In post-processing, damages are grouped based on timestamps and tracked IDs to ensure consistent tracking of the same object when driving on rough roads and to overcome any re-id issues that might arise. Grouping helps simplify analysis and maintain the count of the instances of damage on a single guardrail.
The grouping rules are as follows:
Temporal Grouping: Detections are grouped by the first and last occurrence of the unique tracked ID.
Non-Intersection Grouping: If the timestamps of two damage IDs overlap and never occur in at least one frame, then these two objects will be assigned the same group ID.
Intersection Grouping: If the timestamps of two damage IDs overlap and intersect in at least one image frame, each object is assigned to a different group ID.
An example of the grouping methodology is depicted in
Table 1 and
Figure 14. IDs 294 and 298 overlap but intersect at least once in one frame, and therefore each object will have its separate group ID. IDs 306 and 307 overlap but never intersect in any frame, and therefore they will share the same group ID.
4. Results
This section details the evaluation process for the results, incorporating both numerical metrics and manual testing. Numerical metrics provide valuable insights for detection, classification, and tracking tasks. However, manual testing is crucial for a comprehensive evaluation of overall system performance in reporting damages. This method offers real-world perspectives that numerical analyses lack, which is especially important for deployment. Manually assessing the overall approach effectively identifies and helps address any behavioral weaknesses across different road scenarios.
4.1. Performance of the Object Detection Model
The Yolov8 segmentation model showed convergence after 160 epochs of training. Conventional object detection metrics were used to evaluate the YOLO large model.
Evaluation metrics:
True Positive (TP): The model correctly predicts an object that matches a ground truth label.
False Positive (FP): The model incorrectly predicts an object where there is no ground truth label.
True Negative (TN): The model correctly identifies no object where there is no ground truth label.
False Negative (FN): The model fails to predict an object where there is a ground truth label.
From these outcomes, performance metrics are calculated as follows:
Average Precision (AP): Calculates the average precision at various recall levels, summarizing the precision–recall curve to reflect class-specific accuracy
Mean Average Precision (mAP) is the average AP across all classes. This is the most widely used metric in object detection tasks as it provides the most comprehensive evaluation. Commonly used with a 50% Intersection over the Union (IoU) threshold, mAP assesses how accurately the model predicts bounding boxes that overlap at least 50% with ground truth boxes.
The validation dataset consisted of 250 images with a total of 314 instances, including 174 dents, 120 posts, and 15 terminals.

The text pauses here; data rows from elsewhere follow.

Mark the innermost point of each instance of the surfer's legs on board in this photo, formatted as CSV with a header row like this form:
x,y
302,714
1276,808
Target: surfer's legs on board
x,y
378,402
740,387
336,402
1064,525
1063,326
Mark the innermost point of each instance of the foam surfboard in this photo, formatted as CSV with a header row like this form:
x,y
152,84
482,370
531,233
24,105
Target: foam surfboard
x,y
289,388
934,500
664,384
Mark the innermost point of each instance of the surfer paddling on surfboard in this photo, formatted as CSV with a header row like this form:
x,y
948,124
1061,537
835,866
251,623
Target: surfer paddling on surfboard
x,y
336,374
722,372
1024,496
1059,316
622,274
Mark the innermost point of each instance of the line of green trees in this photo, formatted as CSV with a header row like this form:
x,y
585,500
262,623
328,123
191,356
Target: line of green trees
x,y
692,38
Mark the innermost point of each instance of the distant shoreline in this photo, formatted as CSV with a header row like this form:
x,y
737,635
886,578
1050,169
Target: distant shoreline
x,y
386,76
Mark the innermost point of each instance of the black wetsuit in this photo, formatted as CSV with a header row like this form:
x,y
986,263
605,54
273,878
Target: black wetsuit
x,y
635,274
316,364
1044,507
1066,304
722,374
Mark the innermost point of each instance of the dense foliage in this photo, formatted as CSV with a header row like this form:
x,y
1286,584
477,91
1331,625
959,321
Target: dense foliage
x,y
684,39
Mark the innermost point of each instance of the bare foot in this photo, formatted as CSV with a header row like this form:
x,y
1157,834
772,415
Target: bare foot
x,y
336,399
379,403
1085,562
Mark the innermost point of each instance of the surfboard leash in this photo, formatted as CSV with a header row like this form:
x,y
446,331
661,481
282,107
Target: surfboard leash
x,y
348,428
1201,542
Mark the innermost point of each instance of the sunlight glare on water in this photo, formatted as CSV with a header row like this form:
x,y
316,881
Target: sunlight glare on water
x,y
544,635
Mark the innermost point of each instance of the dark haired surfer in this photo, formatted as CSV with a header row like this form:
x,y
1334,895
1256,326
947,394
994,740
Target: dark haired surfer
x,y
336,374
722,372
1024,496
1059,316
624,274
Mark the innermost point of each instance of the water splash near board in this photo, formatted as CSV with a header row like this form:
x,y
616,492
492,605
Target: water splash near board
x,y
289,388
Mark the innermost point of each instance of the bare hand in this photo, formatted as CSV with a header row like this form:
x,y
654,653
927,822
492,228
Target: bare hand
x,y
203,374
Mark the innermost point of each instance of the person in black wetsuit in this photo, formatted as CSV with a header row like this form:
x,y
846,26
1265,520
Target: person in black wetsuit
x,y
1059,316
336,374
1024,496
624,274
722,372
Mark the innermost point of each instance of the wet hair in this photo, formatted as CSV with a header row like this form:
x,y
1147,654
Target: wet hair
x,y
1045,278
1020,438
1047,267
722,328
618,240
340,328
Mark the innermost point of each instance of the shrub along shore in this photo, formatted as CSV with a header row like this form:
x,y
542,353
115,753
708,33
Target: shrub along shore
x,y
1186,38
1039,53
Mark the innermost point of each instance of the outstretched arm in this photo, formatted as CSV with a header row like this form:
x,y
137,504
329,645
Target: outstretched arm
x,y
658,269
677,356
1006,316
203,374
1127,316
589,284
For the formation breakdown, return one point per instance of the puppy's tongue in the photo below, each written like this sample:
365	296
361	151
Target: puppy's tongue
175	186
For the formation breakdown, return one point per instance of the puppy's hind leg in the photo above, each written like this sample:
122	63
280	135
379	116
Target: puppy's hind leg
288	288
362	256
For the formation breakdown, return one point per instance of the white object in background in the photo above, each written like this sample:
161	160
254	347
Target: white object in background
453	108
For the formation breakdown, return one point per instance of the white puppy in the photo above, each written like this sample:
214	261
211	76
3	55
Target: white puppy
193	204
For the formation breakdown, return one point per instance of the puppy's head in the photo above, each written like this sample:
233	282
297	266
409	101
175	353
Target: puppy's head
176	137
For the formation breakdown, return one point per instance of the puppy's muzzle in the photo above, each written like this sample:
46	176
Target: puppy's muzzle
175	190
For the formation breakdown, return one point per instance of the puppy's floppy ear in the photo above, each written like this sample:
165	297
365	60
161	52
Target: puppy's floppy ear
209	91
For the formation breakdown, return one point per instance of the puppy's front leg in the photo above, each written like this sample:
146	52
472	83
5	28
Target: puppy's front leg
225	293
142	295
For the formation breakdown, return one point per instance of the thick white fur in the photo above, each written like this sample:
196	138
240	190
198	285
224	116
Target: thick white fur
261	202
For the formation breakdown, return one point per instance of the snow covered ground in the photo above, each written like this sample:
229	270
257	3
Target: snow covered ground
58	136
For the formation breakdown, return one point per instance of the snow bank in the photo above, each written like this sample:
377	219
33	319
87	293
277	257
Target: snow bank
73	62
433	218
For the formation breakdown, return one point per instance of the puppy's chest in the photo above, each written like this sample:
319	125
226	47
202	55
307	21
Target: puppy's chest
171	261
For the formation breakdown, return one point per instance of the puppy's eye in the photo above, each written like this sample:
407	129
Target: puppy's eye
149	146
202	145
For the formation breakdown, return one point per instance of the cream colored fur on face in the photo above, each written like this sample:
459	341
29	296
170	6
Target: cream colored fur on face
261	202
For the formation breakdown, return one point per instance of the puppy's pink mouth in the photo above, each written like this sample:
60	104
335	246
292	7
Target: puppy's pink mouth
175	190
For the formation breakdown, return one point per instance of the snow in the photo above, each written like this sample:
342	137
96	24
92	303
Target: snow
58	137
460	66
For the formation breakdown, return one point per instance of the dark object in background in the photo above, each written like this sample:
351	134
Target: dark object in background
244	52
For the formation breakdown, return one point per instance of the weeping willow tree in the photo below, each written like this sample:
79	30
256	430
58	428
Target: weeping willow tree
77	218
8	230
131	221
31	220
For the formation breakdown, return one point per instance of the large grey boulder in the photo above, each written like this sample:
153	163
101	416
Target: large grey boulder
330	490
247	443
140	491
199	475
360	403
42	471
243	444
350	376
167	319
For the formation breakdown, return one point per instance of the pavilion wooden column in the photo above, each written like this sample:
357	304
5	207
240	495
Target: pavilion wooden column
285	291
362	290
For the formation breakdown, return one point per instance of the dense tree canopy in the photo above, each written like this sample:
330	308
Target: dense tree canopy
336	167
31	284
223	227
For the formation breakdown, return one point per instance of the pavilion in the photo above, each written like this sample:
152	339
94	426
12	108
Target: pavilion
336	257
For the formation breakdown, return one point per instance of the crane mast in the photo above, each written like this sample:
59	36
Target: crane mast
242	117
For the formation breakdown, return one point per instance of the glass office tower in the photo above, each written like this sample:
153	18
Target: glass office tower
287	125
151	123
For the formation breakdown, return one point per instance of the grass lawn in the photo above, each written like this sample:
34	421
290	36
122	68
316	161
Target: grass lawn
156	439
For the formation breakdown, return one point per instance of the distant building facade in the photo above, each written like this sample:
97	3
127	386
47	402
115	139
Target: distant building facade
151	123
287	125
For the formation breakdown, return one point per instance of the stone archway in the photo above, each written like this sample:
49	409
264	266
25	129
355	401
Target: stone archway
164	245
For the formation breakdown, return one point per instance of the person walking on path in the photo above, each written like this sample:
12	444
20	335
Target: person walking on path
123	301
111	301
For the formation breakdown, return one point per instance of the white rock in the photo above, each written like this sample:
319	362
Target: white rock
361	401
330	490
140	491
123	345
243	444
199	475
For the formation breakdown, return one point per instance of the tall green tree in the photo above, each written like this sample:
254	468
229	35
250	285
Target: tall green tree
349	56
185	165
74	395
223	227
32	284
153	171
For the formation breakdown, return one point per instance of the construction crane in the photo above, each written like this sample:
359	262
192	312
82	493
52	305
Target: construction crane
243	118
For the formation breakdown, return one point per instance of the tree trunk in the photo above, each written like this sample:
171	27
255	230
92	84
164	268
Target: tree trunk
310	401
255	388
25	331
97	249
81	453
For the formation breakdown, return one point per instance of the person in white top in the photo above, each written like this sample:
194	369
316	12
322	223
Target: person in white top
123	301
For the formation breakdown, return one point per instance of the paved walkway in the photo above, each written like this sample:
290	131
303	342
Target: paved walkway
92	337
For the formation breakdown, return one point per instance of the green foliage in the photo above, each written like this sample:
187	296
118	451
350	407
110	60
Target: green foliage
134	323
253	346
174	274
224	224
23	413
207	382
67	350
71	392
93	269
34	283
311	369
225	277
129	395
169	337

Analysis of the Precision–Recall Curve shown in
Figure 15:
Terminal Class Detection: Precision and Recall are high, indicating that all terminal detections are accurate.
Dent Class Detection: Precision is high, and recall gradually declines but stays relatively high, indicating that, while most dents are detected, some are missed as the threshold increases.
Post Class Detection: Although precision at 0.675 is relatively lower than that of other classes, it shows that a portion of post-detections are false positives and false negatives. The sharp decline in precision as recall increases suggests that the model lowers its threshold to detect more posts, leading to more incorrect predictions.
mAP@0.5 for all classes 0.873
Analysis Confusion Matrix is shown in
Figure 16:
Dent Class: The model successfully identifies damage, with a slight 7% false negative, which suggests that a small portion of the dents have been missed.
Terminals: The model effectively detected terminals with no false negatives or false positives recorded
Posts: Detection of posts presented a challenge, with a significant 39% not detected
Background: There were 25 instances of false positive detections. Of these,12 detections were reported as false positives belonging to dents; four of these instances were actual dents and had not been annotated at a far distance, and the model successfully detected them, thus they were deemed as false detections. The remaining 13 false detections were classified as posts.
Conclusion from the precision–recall curve and confusion matrix:
The model is effective in detecting dents and terminals with high accuracy. The issue with dent class detection is minor and mostly related to false detections. More cases need to be tested for the terminals class.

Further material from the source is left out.